How do you photograph the lepidoptera - how often? - what camera?

I try and take a photograph of each container I have every third day (at the same time as I freshen up their food plants). If I am in a rush, I use an Olympus compact digital camera (TG-6) which has an excellent macro mode. For higher quality shots I use a Pentax DSLR with a Macro lens and flash. The flash is important as that way I can use a smaller aperture and get more of the caterpillar in focus. I crop all my photos with a photo editor before adding them to iNaturalist. This is to make sure that all the detail is as clear as possible.


What additional data do you like to collect for each rearing?

I have limited time to do my caterpillar raising so I tend to rely on the photographs for my record keeping. I do label the foodplant used on the container, this helps me remember what to feed it. When I upload results on the iNaturalist I go through the photos and use the photo dates to add the dates for hatching, pupation, emergence etc. As well as anything interesting about the way they formed their pupa. If I had more time, I would take length measurements of everything as they develop and take notes on other aspects of their activity and behaviour.


Anything else e.g. temperature/humidity considerations? Anything you've learnt along the way from successes and failures?

I have learnt a lot since starting out. Controlling humidity has certainly been a learning curve. When I first started using containers it was winter and I found that you could get away with having a plastic lid on the containers and everything would stay quite nice. I found that in springtime however lack of ventilation and higher temperatures meant condensation build up and problems with mould developing, so I quickly switched to having fine mesh lids on all my containers. Keeping containers moist is more of a challenge in summer. I did not realise that Pupa need some moisture to survive, and I think I killed quite a few Pupae last summer because I let them get to dry. I now use a spray bottle to increase the humidity if things have gotten a bit dry. I keep my containers under a veranda that protects them from direct sunlight. I have also learnt that you need to be careful when handling your caterpillars. Unfortunately, when I have gotten a bit rushed or careless at times some have been accidently squashed or have managed to escape from their containers. Some of them can be quite fragile.
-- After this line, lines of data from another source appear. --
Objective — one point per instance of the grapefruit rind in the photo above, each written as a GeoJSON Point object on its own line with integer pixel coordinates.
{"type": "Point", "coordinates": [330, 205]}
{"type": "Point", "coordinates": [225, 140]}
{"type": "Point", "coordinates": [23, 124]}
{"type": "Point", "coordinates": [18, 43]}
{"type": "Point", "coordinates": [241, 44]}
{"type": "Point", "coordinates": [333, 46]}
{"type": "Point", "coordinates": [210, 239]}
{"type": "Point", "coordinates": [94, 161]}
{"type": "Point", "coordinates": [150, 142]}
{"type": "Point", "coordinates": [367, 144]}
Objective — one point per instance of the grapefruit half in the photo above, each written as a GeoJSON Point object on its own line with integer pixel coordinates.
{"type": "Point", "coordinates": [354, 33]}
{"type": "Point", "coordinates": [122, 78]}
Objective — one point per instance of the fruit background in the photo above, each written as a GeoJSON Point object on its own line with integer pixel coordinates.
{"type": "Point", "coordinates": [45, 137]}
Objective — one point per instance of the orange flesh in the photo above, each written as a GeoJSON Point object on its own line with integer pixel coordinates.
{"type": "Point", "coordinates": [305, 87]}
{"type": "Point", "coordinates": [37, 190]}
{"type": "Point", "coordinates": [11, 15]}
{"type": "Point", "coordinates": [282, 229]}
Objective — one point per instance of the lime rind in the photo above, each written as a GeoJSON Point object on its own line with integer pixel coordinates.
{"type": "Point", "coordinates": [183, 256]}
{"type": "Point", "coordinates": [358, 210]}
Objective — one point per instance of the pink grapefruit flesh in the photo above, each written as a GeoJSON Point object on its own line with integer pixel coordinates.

Posted by daviaker daviaker, June 21, 2021 07:33


Thanks @daviaker this is all really interesting!
I have certainly had some misadventures in my short time rearing caterpillars so far (mould, escapees, and an important lesson in not using sticky tape in a cage with delicate larval insects).

My favourite container so far are the large tall plastic kind used for kimchee! They have nice flat sides which are very easy to see through.

Also cannot emphasise enough what a great resource @donhe 's website is for beginners.

Posted by claudiarose 6 months ago (Flag)

Thank you for such an informative article. I have been considering trying to raise some larvae through to moth stage for identification purposes. I have tried to discover, so far unsuccessfully, if I need a permit when I collect from my own property. I would feed the larvae with the same plants I collect them from. Any efforts would be on a very small scale.
I am in Victoria. Do you have any ideas where to check about collecting from my own property?

Posted by jennywest1 5 months ago (Flag)

Hi Jenny, What you are considering is pretty much what I do. That is collect and rear caterpillars found on my own property. I am certain there is no issue with collecting on your own property (The Victorian Wildlife Act does not offer any protection to invertebrates unless they are listed under the Flora and Fauna Guarantee). If you are collecting from other land though it is likely you would need a permit or permission from the landholder.

Good luck I will be interested to see any results.

Posted by daviaker 5 months ago (Flag)

Thanks for your reply. I will let you know how I go.